O estranho caso de Bluma Lennon
Mulher livre e empoderada, Bluma Lennon regia o departamento de línguas Hispânicas, na Universidade de Londres. Compartilhava o seu novo confortável apartamento nas Docklands com um gato de olho amarelo, de seu nome Wild. Este tem o temperamento ideal para acompanhá-la nas noites solitárias. Independente, escolhendo o afecto quando necessita, enrosca-se no colo da dona ronronando, enquanto esta descuidada o afaga, ao mesmo tempo que os olhos percorrem ávidos as páginas de mais um livro descoberto nos alfarrabistas. Às vezes o gato some-se por uns dias. Volta saciado. E, de mansinho entra em casa. De olhar suplicante pede colo, como quem pede desculpa, por uma traquinice, que não sabe ser uma necessidade vital.
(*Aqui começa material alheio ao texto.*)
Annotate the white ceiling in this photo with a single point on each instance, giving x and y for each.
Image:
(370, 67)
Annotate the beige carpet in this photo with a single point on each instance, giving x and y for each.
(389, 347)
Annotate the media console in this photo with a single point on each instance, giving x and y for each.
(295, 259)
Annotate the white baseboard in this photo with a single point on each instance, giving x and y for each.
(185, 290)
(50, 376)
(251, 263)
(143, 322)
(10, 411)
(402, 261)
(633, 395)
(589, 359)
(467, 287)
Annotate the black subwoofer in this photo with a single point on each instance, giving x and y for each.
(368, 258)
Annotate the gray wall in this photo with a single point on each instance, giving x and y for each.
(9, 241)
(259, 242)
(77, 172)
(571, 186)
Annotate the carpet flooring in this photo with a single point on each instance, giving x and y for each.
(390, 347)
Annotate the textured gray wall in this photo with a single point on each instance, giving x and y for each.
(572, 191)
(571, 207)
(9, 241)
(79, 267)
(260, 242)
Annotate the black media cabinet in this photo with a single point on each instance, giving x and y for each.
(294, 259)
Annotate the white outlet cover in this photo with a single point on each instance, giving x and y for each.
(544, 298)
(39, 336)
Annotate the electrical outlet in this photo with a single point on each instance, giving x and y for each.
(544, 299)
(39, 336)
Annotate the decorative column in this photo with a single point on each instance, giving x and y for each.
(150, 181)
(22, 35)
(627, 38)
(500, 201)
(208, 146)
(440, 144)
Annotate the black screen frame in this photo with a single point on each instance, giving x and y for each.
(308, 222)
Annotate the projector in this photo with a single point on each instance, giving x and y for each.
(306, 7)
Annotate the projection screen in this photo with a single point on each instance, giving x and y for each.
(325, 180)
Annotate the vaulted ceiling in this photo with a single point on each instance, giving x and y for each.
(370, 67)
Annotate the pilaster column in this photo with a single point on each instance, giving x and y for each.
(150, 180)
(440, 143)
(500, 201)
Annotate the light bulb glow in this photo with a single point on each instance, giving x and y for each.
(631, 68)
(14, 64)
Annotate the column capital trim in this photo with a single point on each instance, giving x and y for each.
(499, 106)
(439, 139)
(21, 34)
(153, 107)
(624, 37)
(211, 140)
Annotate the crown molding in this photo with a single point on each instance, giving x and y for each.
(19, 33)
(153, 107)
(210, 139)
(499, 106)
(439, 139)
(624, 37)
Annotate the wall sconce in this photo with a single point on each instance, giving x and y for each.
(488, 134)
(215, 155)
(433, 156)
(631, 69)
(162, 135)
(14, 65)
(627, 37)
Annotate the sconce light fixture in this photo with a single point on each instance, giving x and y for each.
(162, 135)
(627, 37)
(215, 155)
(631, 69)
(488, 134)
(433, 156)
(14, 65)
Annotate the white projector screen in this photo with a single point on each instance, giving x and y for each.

Bluma, compreende bem este gato. O afecto desta mulher é repartido com o bichano, que nada lhe pede em troca. O amor e paixão conhece-os da literatura. É a literatura que ela ama. Sabe que a paixão é um sentimento que não deve acalentar. É perigosa. A paixão deve ser vivida como se bebe um trago de um bom vinho, saboreado lentamente e esvaindo-se num ápice. Nada mais do que isso. Porque a paixão, sabe-o pelos livros, é arrebatadora e subjugante. É independente, não quer situações que lhe fujam ao controle. Vive para o trabalho e para a literatura. Embora se lembre da frase da avó que quando era pequena lhe dizia, a literatura mata, Bluma pensava o contrário. Era através da literatura que se relacionava com a vida. O seu fio do horizonte.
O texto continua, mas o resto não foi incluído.